Saturday, August 17, 2013

Converting from svn to git

Moving from svn to git, git-svn is your best friend. However, it is a recent best friend and doesn't understand you some days.

I'm working on moving a repository from sourceforge (in svn) to bitbucket (in git). Theoretically, I should be able to clone the repo into git locally, then push all the history up to bitbucket. That would be too easy. It's more like this:

1) Build user translations. Create a text file (call it users.txt) that looks like
bobberdude = Bobber Dude <bobberdude@gmail.com>
coleslaw = Cole Slaw <coleslaw@gmail.com>
... for each of the committers to your svn repo. [1]

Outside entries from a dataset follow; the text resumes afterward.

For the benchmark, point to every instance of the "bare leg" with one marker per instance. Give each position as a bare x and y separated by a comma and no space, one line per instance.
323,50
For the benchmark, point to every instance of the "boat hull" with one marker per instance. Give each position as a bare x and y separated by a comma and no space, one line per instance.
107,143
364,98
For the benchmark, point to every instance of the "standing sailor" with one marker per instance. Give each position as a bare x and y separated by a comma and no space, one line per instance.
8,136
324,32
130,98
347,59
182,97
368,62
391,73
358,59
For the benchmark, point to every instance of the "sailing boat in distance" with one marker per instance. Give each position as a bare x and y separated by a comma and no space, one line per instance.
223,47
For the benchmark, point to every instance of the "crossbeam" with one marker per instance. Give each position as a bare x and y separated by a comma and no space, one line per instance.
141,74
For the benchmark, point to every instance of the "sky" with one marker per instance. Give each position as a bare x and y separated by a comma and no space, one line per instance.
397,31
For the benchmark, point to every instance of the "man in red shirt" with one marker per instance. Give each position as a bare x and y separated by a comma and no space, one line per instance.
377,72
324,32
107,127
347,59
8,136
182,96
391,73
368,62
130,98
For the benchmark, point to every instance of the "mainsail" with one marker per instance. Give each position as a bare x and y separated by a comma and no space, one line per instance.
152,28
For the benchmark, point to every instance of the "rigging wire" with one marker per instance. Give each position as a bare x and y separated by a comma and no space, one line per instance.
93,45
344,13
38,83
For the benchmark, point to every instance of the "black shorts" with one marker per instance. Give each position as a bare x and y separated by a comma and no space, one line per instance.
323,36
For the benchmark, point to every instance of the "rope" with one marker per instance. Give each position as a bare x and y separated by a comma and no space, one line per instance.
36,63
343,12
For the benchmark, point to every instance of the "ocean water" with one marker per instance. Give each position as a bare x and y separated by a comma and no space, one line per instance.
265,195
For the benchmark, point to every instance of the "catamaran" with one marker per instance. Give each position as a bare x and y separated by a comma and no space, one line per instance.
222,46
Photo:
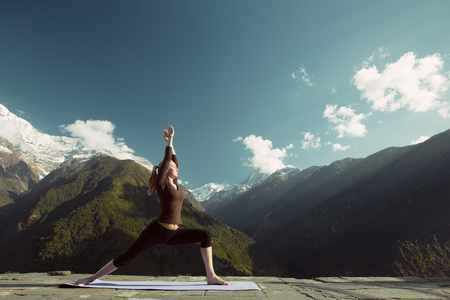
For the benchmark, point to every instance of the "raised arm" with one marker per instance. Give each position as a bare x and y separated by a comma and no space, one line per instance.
168,137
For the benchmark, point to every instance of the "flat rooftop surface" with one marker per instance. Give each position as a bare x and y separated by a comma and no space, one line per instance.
44,286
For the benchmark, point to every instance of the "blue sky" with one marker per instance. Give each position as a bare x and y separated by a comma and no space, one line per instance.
246,84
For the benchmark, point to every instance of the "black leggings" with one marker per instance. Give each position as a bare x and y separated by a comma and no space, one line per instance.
156,234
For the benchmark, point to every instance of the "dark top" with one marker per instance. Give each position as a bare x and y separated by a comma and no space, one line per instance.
170,198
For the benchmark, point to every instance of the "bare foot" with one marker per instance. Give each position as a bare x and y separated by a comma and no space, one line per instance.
216,280
84,281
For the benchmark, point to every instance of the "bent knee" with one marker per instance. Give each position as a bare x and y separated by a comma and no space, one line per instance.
206,241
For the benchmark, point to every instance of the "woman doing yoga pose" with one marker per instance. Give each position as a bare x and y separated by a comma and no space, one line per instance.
164,230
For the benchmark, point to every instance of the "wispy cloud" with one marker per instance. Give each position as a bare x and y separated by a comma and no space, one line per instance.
347,121
310,141
265,158
302,75
98,135
339,147
417,84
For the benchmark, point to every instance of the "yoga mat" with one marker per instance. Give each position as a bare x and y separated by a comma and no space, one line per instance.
167,286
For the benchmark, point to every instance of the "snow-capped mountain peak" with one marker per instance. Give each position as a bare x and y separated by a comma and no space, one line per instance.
47,152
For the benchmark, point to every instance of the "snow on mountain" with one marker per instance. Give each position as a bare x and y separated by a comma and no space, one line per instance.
213,191
204,192
45,151
223,192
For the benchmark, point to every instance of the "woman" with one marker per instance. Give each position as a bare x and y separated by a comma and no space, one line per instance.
164,230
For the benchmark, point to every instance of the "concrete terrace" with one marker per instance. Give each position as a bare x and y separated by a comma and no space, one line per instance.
44,286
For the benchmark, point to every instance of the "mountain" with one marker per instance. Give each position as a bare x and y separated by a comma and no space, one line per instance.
220,201
213,192
86,212
345,219
47,152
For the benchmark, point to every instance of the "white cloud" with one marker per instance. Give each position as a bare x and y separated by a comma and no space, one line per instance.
420,140
339,147
265,158
333,89
98,135
302,75
416,84
348,123
10,131
310,141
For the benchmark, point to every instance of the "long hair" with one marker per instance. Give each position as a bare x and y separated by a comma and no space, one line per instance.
152,179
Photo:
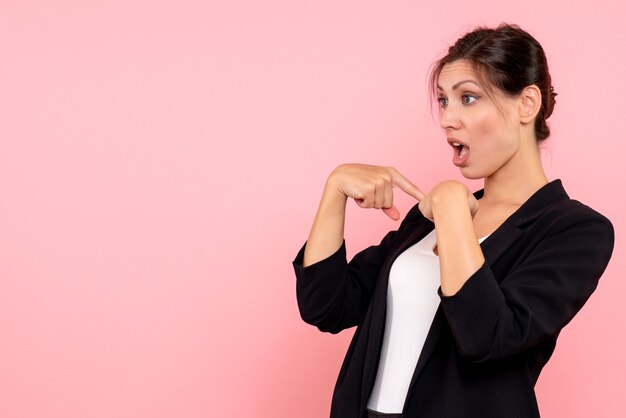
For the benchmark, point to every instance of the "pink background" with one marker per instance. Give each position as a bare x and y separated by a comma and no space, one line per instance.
161,163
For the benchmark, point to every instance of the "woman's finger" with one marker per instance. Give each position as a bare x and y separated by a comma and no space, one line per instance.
405,185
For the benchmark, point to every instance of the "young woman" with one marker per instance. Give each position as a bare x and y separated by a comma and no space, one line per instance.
460,308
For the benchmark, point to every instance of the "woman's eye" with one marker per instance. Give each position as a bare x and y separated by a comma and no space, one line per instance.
468,99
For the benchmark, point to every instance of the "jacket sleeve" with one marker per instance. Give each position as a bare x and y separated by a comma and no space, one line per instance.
538,297
333,294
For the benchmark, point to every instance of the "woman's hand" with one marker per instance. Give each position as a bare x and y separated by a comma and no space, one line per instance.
445,194
372,186
451,206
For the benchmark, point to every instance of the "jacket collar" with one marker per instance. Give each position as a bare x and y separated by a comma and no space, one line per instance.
536,204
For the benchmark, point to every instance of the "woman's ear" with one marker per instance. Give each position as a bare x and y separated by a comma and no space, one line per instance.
530,103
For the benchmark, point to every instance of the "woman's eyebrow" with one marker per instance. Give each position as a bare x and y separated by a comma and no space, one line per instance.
458,84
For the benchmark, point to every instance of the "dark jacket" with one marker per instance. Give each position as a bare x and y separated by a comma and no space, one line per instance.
487,343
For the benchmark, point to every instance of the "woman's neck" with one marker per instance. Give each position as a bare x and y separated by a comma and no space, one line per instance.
518,181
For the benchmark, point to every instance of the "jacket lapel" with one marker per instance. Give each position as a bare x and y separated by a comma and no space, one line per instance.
493,248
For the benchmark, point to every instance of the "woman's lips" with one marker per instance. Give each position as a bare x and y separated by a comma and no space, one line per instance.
460,154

2) Download from svn to git locally. Theoretically this could be "git svn clone <repo url>". But with this friend, ya gotta be more specific. Tell it to do things right.

git svn clone --stdlayout --prefix 'svn/' -A users.txt https://svn.code.sf.net/p/my_project/code/ my_project

git svn clone says "Copy this svn repo with all its history into git"
--stdlayout says "this repo has a trunk, a directory of branches, and a directory of tags. Get all those."
--prefix 'svn/' says "create the branches and tags with names like svn/trunk and svn/my_branch and svn/tags/my_tag" This is how they'd normally look if we got them from a git remote. By default, git svn doesn't prefix them, which is confusing.
-A users.txt says "Use these username translations to set author/committer name and email in commits"
The URL is where svn lives.
my_project is a directory where I want the repo to be. Otherwise git-svn will create one with the same name as the last part of the repo's URL.

This is going to bring down all the branches and tags, but it doesn't do everything we want. It creates the tags as git branches, and it doesn't make local branches to link up to these remote ones.

If this giant download gets interrupted:
Try going into the repository directory and git svn fetch. This should pick up where it left off.

Caution: 
If you missed any users, it'll stop and tell you about the missing user. Add that person to the file, and then continue with git svn fetch, or by re-running the clone command. It should pick up where it left off.
Caution: 
Branches with spaces in their names can throw it off. In my experience (git 1.8.3.4), this happened after resuming a download after the "you forgot this user" error. I deleted that repo and starting over from the beginning with a fuller user file, and it worked then.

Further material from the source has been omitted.